Di sana mereka hidup sukses dengan menjadi petani, pengrajin kain tenun dan
benang, namun entah apa alasannya, muncul bandit-bandit yang kerap membuat
resah penduduk Tionghoa. Lama kelamaan, mereka tidak betah dan memilih pindah
ke sini. “, papar The Han Tong sambil menyuguhkan saya secangkir kopi
Temanggung yang baru saja diseduhnya. The Han Tong melanjutkan, dari Jana, mereka
membawa Toapekongnya melalui Bruno dan Wonosobo. Setiba di Kertek, mereka
berpisah jalur. Ada yang Magelang, ada pula menuju Parakan. “Kemudian di kala
Perang Jawa pecah, orang-orang Tionghoa dari Kedu, Banyumas, dan Semarang
berbondong-bondong mengungsi ke Parakan “, ujarnya. Ya, Parakan sepertinya
memberikan harapan dan perlindungan bagi para pelarian ini…
|
Peta Parakan pada tahun 1940. Perhatikan akses jalan utama Parakan-Temanggung yang sudah dipindah ke lokasi sekarang yang berada kira-kira tiga ratus meter dari jalan sebelumnya ( sumber : maps.texas.lib.edu ).
|
Kurang lebih seperti
itulah sejarah kehadiran komunitas Tionghoa di Parakan yang masih
remang-remang, seremang altar utama kelenteng Hok Tek Tong. Selain cerita turun
temurun dan makam tertua di Gunung Manden yang bersengkalan 1821, tiada data
lain mengenai hal tersebut. Selain berbagi cerita ikhwal sejarah Parakan, The Han Thong juga bertutur seputar tradisi Tionghoa yang mungkin sudah banyak dilupakan orang.
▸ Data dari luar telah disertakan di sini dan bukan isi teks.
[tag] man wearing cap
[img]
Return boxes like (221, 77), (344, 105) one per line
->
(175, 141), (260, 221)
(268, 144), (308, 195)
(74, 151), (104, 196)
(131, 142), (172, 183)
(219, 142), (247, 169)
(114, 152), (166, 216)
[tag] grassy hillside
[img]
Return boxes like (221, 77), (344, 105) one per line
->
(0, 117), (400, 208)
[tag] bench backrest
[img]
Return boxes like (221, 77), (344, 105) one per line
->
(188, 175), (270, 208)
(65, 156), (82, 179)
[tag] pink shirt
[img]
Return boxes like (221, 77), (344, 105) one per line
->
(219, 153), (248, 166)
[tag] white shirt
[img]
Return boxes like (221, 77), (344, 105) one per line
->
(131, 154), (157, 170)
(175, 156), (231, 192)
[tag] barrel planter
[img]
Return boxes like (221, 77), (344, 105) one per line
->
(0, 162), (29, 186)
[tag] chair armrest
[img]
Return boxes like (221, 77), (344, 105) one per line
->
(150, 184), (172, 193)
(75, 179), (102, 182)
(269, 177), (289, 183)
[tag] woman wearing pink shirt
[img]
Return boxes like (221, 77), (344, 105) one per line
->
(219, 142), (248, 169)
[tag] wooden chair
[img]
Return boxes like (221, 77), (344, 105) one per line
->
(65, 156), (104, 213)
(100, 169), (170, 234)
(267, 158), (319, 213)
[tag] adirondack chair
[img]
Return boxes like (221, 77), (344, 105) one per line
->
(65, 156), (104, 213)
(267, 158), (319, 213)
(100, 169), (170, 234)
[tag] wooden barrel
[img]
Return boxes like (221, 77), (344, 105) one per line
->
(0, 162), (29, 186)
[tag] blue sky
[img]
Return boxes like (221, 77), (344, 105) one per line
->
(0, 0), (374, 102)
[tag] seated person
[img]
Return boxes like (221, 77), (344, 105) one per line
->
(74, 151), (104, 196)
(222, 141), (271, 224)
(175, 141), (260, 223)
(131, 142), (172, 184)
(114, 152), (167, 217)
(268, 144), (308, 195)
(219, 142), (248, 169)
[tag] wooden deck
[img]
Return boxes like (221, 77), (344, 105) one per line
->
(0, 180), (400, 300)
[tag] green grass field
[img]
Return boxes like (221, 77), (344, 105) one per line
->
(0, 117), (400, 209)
Salah satu yang menarik perhatian saya ialah tradisi siu-pan, yakni memberikan hadiah peti mati kepada orang tua yang telah berusia lebih dari 60 tahun. Mungkin bagi orang zaman sekarang, tindakan tersebut bakal dipandang sebagai hal yang kurang ajar karena dianggap mengharapkan orang tua agar cepat mati. Namun sebenarnya, kata peti mati dalam bahasa Tionghoa juga berarti papan panjang umur. Sehingga pemberian peti mati ini sesungguhnya merupakan doa agar orang tua diberi umur panjang.
|
Suasana jalanan di Parakan dengan Gunung Sumbing di kejauhan. |
Sayapun kemudian beranjak sebentar ke halaman
kelenteng yang terletak tepat di pertigaan jalan itu. Letaknya yang menghadap pertigaan diyakini dapat menangkal energi jahat. Dari halaman kelenteng, terlihat panorama
Gunung Sindoro yang menjulang begitu agungnya. Gunung itu,
bersama Gunung Sumbing, menganugerahi Parakan dengan hamparan endapan tanah
vulkanis yang subur. Kesuburan itu memikat orang-orang untuk bermukim di situ.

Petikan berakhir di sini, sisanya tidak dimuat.